For comparing with other people, I think it will be more useful to talk
about KB or MB of memory usage vs %. Lots of people will have different
amounts of RAM and other loads, although 1 GB such as RPI3 is pretty
common.
I personally am not interested in debugging anything older than 2.53.7
(or 6, but there is no reason to use 6 if you are compiling).
(You are of course welcome to debug older versions, and it's fine for
others to help you with this on the list.)
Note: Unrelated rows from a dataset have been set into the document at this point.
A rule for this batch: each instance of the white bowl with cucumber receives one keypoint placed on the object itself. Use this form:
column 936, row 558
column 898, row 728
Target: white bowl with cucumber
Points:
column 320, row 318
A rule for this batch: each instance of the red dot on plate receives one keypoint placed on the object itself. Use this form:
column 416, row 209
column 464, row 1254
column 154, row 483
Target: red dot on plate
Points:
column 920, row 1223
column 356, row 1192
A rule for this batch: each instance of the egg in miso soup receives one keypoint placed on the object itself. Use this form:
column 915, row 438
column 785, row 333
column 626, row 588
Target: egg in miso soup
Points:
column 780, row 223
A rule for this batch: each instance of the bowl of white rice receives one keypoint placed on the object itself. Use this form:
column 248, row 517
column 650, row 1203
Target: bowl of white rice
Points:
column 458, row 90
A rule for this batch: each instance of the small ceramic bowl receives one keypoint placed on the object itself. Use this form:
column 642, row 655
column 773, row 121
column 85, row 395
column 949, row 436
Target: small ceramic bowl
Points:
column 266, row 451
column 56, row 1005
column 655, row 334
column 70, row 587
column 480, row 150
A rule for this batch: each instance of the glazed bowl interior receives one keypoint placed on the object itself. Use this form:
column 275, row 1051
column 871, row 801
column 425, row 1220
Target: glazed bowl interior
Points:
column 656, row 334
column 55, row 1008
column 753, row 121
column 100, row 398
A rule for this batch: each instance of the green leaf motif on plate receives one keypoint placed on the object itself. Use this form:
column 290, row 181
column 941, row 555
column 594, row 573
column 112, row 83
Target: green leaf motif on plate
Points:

> For now, here’s the results of my test series. I performed sync using
> the GUI, keeping it running between sync runs, over an SSH connection.
>
> I created test files with:
>
> dd if=/dev/urandom of=/path/to/testfile bs=1M count=SIZE_IN_MBYTE
> status=progress
>
> Each run comprised the following steps:
>
> * Create test file
>
> * Scan (only change being the test file)
>
> * Sync, while monitoring server resources with top (in an SSH session)
> and Webmin stats
>
> * Delete file
>
> * Sync again
>
> * Repeat with next test file
>
> Test file sizes were 160M, 1600M, 3200M, 6400M, 12800M and 16000M (in
> that order).
>
> Unison on the server stayed running and got reused for each sync. Memory
> usage increased near-monotonously.
>
> After the 3200M file, memory usage was at 4.1%. After syncing 6400M, it
> climbed to 5.7% (+1.6%). After syncing 12800M, it went to 9.1% (+3.4%).
> After syncing 16000M, it went to 14.6% (+5.5%). When reusing the
> connection, increases happened only when transferring a new files, never
> during rescan, deletion or post-sync scans on the server.
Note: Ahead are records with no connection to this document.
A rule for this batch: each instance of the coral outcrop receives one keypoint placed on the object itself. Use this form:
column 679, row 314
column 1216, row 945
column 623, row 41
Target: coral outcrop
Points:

So it sort of sounds like memory is allocated proportional to the size
of the transferred file, and not freed.
And, that other memory uesd for scan/etc. is reused.
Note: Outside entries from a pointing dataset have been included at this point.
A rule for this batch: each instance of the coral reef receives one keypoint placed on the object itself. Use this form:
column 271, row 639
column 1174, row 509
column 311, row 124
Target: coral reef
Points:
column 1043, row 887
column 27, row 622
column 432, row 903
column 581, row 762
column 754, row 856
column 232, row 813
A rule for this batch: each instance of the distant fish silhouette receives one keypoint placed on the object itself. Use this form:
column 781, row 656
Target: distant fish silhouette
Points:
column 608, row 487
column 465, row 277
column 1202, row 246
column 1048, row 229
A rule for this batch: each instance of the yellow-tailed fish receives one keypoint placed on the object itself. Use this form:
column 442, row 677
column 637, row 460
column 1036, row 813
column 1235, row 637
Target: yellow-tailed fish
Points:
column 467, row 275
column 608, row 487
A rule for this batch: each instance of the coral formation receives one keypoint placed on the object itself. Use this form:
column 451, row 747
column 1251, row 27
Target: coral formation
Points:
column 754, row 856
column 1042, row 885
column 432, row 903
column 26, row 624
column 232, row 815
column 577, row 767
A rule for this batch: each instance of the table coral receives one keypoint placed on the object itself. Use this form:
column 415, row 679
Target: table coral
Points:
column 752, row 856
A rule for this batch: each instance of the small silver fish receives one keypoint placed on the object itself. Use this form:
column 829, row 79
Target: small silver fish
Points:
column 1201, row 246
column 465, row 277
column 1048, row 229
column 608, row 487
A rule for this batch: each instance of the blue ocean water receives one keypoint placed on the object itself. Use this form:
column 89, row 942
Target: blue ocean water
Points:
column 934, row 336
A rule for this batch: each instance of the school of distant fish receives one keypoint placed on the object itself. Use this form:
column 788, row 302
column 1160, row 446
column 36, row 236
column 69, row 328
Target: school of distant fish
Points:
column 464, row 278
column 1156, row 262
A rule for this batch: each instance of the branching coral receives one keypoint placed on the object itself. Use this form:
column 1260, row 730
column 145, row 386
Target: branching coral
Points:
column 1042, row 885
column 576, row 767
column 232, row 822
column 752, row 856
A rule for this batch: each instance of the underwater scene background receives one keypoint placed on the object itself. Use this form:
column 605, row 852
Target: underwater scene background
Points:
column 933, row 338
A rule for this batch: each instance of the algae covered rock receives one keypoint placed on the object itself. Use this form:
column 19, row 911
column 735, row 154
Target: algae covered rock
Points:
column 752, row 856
>> It may be that your issue is profile size and the big file was just the
>> last straw, not the bug.
>
> Looks like profile size is a factor indeed. After scanning the big set
> of files, Unison uses 50% of available memory (during scan it oscillated
> between just below 45% and just above 60%). The rest of the system took
> up around 30%.
>
> However, if I wait for 2h between scan and sync, Unison on the server
> frees up most of its memory. If I start the sync, it jumps back to 60%
> by the time sync reaches 1%.
This seems like buggy behavior. It will be interesting to see if it can
be reproduced by a script, with 2.53.7, with ocaml 4.14, and then by
others.
> The archive file is 50M in size, the whole set of files is somewhere
> around 350G. That is somewhat large, but 50% of 1 GB would be 500M, ten
> times the size of the file – quite a lot IMO. And for a tool which can
> get that memory-hungry, it might be worthwhile to look into ways to
> reduce memory usage.
Sure, it would be worthwhile and I hope somebody does!
> The ticket instructs users to read the wiki for advice on memory usage,
> but none of the articles there immediately spring to mind as
> memory-related. What article are you referring to? Or what settings are
> recommended?
I am referring to
https://urldefense.com/v3/__https://github.com/bcpierce00/unison/wiki/Reporting-Bugs-and-Feature-Requests__;!!IBzWLUs!QuNgOAsHlsFz9um9Eh5kJ4aR7hoVZeSIQ7cmy7WU3ZZeCVW_OGkHVan0KDS0bZQPUfKibSnTT_3QMq-P-SULf-6M$
where it says
- debug with the latest release
- debug with ocaml 4.14
- Reduce the complexity of what you are doing, even if what you ultimately want is complicated. Simplification steps include:
Sync locally.
Use the Text User Interface.
Turn off the watcher.
Turn off -repeat.
Turn off -auto.
It does not say "produce a shell script that provokes the problem" and
probably it should.
> Looking at the docs, what comes to mind is:
>
> - copyprog, copyprogthreshold (use external program <copyprog> for
> copying files larger than <copyprogthreshold> kB)
That is about to be deleted.
> Or is there a way to tell Unison to stop being smart and just copy the
> damn thing (which is presumably less memory-hungry) if a file is larger
> than a certain size?
I don't think so, but really that should not be necessary. If there is
code that uses memory when it shouldn't, we should find that and fix it.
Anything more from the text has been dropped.